そもそも、『ニワトリが生まれるタマゴ』など存在しない
「そんなはずはないだろう? お前は養鶏場に行くべきだ」
「あの効率を追及した養鶏場でも、だ。タマゴから生まれるのは、ヒヨコだろう?
「まぁそうだが。それがどうしたというんだ?」
「ヒヨコが生まれてくるなら、それはヒヨコのタマゴだ。
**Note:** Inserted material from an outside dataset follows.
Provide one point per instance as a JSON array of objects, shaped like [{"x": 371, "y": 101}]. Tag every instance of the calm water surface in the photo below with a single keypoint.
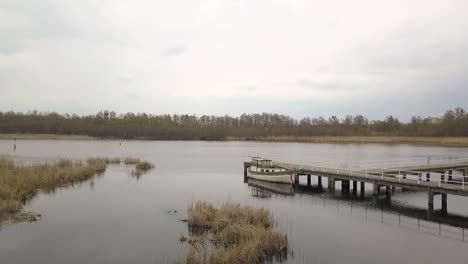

でも今、オレたちが議論しているのはニワトリのタマゴだろう? ニワトリが生まれるタマゴがない以上、『ニワトリのタマゴ』とは『ニワトリが産むタマゴ』である他に考えられない。そして、ニワトリが産むタマゴはニワトリがいなければ存在しえない! ……つまり、ニワトリの方が先だ」


 私は唇をわなわなと震えさせます。いくら考えたところで、反論は思いつきませんでした。

「そうか……ニワトリの方が、先だったか」
「ああ。真理がそう言っている」
「じゃあ私の大学生活は、なんだったんだ」
「気を落とすな。失敗から生まれるものだってあるさ」
「……ところで、なんで『タマゴが先かニワトリが先か』のタマゴが『ニワトリのタマゴ』になったんだっけ?」
そこはほら、常識だろう


 それから私たちは、行きつけのたこ焼き屋でたこ焼きを買って帰りました。
 家に着くと遠くから太鼓の音が聞こえて、そういえば今日はお祭りだったと思い出しました。